Facts. In 1975, a deed and subdivision plat were recorded, creating the Brentwood residential development. Appellants Prasad Salunkhe and Haritha Gajjela owned an improved lot in the development (Lot 29), as did Appellees Christopher Customs, LLC (Lot 28) and Andrew and Amy Viccora (Lot 30). The subdivision plat included a notation on Lot 28 referring to a “24’ Ingress-Egress Esm’t” and a notation on Lots 28, 29, and 30 referring to a “35’ Rad. Turnaround Esm’t.”

Appellants filed a complaint seeking declaratory judgment and moved for partial summary judgment arguing that, pursuant to Code § 15.2‑2265, the two notations on the subdivision plat created public easements. Appellees filed a cross-motion for partial summary judgment arguing that a public easement was not created because the “plat did not indicate that the claimed easements were for public usage.” The circuit court sided with the appellees. Appellants nonsuited their remaining claims and appealed.


Issue. Whether an approved subdivision plat that indicates the existence of an ingress/egress easement over land establishes a public easement upon recordation.


Holding. No. A public easement can only be transferred pursuant to Code § 15.2‑2265 by “indicating with an explicit notation on the plat reflecting that it is for a public purpose.”

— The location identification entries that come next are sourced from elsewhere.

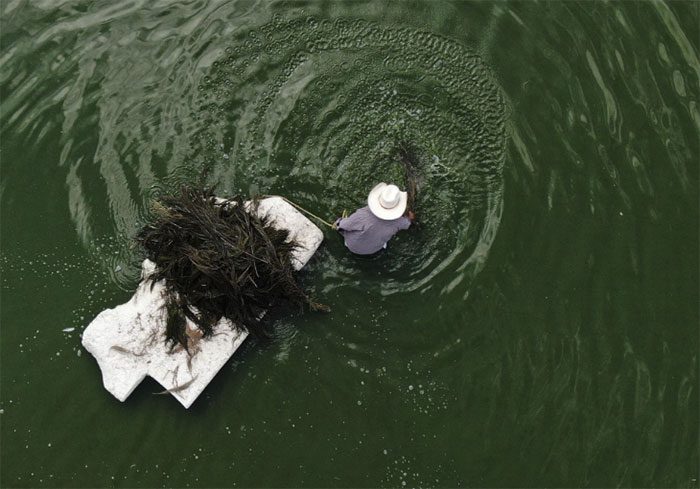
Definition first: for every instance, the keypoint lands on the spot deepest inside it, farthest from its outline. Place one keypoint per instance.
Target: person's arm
(352, 223)
(405, 222)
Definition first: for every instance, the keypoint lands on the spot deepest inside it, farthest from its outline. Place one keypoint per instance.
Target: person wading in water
(388, 211)
(368, 229)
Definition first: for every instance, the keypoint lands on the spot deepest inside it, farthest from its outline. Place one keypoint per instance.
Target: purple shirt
(365, 233)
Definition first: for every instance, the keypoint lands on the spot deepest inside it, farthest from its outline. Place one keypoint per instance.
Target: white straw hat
(387, 201)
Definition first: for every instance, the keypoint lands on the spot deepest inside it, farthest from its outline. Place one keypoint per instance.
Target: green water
(539, 328)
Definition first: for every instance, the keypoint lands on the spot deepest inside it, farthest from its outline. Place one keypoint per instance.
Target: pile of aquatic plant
(218, 259)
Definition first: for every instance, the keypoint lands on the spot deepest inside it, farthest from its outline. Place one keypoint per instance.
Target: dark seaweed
(218, 259)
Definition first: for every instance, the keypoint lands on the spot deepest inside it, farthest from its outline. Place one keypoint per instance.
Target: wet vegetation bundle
(218, 259)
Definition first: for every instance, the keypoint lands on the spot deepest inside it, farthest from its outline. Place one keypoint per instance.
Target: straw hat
(387, 202)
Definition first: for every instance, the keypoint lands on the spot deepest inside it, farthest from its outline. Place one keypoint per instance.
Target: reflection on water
(538, 327)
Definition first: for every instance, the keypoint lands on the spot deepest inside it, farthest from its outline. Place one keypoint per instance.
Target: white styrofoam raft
(129, 340)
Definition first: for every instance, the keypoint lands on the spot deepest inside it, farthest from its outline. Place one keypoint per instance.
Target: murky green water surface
(540, 327)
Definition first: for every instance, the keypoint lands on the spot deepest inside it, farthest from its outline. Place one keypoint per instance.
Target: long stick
(305, 211)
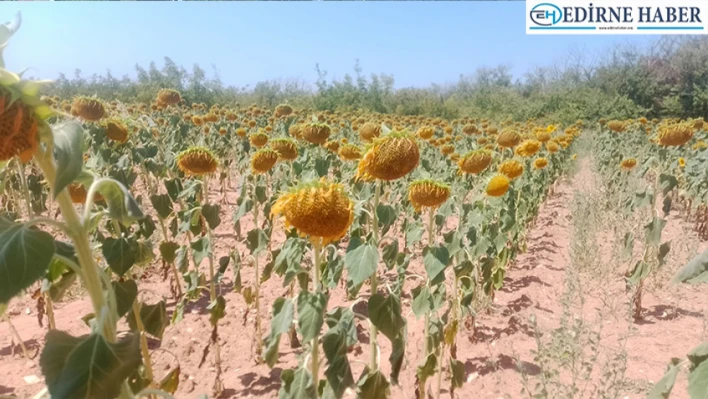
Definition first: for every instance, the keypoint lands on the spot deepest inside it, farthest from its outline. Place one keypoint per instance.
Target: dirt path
(548, 282)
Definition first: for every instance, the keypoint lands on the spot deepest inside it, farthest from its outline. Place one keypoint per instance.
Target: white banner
(616, 17)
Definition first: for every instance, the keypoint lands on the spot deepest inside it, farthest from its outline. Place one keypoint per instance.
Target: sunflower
(286, 149)
(628, 164)
(540, 163)
(90, 109)
(369, 131)
(498, 186)
(475, 162)
(197, 161)
(320, 210)
(116, 131)
(350, 152)
(258, 139)
(427, 194)
(390, 157)
(528, 148)
(168, 97)
(316, 133)
(263, 160)
(511, 169)
(675, 135)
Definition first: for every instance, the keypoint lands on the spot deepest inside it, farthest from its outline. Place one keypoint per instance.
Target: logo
(546, 14)
(628, 17)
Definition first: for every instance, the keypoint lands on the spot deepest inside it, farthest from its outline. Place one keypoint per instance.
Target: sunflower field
(354, 218)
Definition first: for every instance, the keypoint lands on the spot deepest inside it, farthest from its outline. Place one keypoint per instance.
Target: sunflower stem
(373, 361)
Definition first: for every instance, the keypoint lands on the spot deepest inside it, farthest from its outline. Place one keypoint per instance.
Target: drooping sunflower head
(428, 194)
(389, 157)
(540, 163)
(263, 160)
(369, 131)
(675, 135)
(350, 152)
(315, 132)
(426, 132)
(528, 148)
(498, 186)
(90, 109)
(168, 97)
(475, 162)
(286, 148)
(508, 138)
(511, 169)
(197, 161)
(116, 131)
(258, 139)
(320, 210)
(628, 163)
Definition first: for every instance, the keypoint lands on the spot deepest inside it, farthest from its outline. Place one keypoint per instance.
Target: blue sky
(418, 42)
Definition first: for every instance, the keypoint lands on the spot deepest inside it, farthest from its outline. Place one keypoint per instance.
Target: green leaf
(126, 292)
(457, 372)
(280, 324)
(652, 231)
(360, 260)
(310, 310)
(201, 247)
(120, 253)
(663, 251)
(88, 366)
(385, 314)
(121, 204)
(211, 214)
(694, 272)
(68, 151)
(373, 385)
(162, 204)
(663, 388)
(168, 251)
(25, 255)
(435, 260)
(154, 318)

Notes. Code § 15.2‑2265 states that the recordation of a plat shall “transfer to the locality any easement indicated on the plat to create a public right of passage over the land.” If simply noting the existence of an ingress/egress easement on a plat created a public easement, then all ingress/egress easements would be public easements, transferred to the locality at recordation. Rather, the language of the statute requires that a plat indicate an intent that an easement is for public usage. Further, an easement cannot be transferred to the public “until accepted by competent public authority,” and localities may only accept an offer that is made “via the owner’s dedication on the plat.” Here, the plat notations gave no indication that the owner was intending to dedicate an easement for public usage. So, Fairfax County may have approved the plat, but they could not accept a public right of passage because the plat was not offering that.